Molecular Dynamics simulations of proteins

Introduction to protein simulation

In the previous part we've learned what MD simulations are and how to simulate

a van der Waals gas. Now it is time to set up a simulation of a biological

macromolecule: a small protein. Proteins are nature's universal machines. For

example, they are used as building blocks (e.g. collagen in skin, bones and

teeth), transporters (e.g. hemoglobin as oxygen transporter in the blood), as

reaction catalysts (enzymes like lysozyme that catalyse the breakdown of

sugars), and as nano-machines (like myosin that is at the basis of muscle

contraction). The protein's structure or molecular architecture is sufficient

for some of these functions (like for example in the case of collagen), but for

most others the function is intimately linked to internal dynamics. In these

cases, evolution has optimised and fine-tuned the protein to exhibit exactly

that type of dynamics that is essential for its function. Therefore, if we want

to understand protein function, we often first need to understand its

dynamics. Unfortunately, there are no experimental techniques available to

study protein dynamics at the atomic resolution at the physiologically relevant

time resolution (that can range from seconds or milliseconds down to

nanoseconds or even picoseconds). Therefore, computer simulations are

employed to numerically simulate protein dynamics.

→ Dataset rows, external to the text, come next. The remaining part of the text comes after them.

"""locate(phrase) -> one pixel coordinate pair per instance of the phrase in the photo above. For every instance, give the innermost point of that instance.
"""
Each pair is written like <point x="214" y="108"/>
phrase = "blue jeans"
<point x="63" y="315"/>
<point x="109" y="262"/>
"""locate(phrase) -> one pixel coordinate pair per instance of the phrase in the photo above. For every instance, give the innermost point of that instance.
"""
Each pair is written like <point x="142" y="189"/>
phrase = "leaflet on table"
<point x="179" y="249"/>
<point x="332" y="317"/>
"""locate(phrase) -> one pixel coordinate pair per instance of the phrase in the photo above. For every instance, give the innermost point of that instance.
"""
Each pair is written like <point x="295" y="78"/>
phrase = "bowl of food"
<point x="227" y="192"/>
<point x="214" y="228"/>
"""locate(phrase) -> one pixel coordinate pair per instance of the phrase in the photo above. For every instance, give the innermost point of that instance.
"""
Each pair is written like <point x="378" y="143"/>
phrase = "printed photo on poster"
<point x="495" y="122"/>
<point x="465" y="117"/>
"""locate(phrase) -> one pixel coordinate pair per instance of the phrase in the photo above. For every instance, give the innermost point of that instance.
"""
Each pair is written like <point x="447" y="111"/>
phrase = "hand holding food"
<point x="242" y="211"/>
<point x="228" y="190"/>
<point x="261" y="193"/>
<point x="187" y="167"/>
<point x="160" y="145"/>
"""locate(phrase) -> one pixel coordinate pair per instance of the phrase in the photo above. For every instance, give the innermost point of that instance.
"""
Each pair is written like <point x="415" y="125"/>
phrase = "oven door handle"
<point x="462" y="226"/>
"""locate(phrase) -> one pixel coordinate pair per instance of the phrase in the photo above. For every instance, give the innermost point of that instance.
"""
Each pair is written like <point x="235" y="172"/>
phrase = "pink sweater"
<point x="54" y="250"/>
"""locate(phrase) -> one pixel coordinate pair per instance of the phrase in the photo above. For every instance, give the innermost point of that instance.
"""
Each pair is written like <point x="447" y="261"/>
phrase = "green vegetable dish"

As before, we will use the GROMACS

simulation package for this.

Today, we will simulate the dynamics of a small, typical

protein domain: the B1 domain of protein G. B1 is one of the domains

of protein G, a member of an important class of proteins, which form

IgG binding receptors on the surface of certain Staphylococcal and

Streptococcal strains. These proteins allow the pathogenic bacterium

to evade the host immune response by coating the invading bacteria

with host antibodies, thereby contributing significantly to the

pathogenicity of these bacteria (click

here for further background information on this protein).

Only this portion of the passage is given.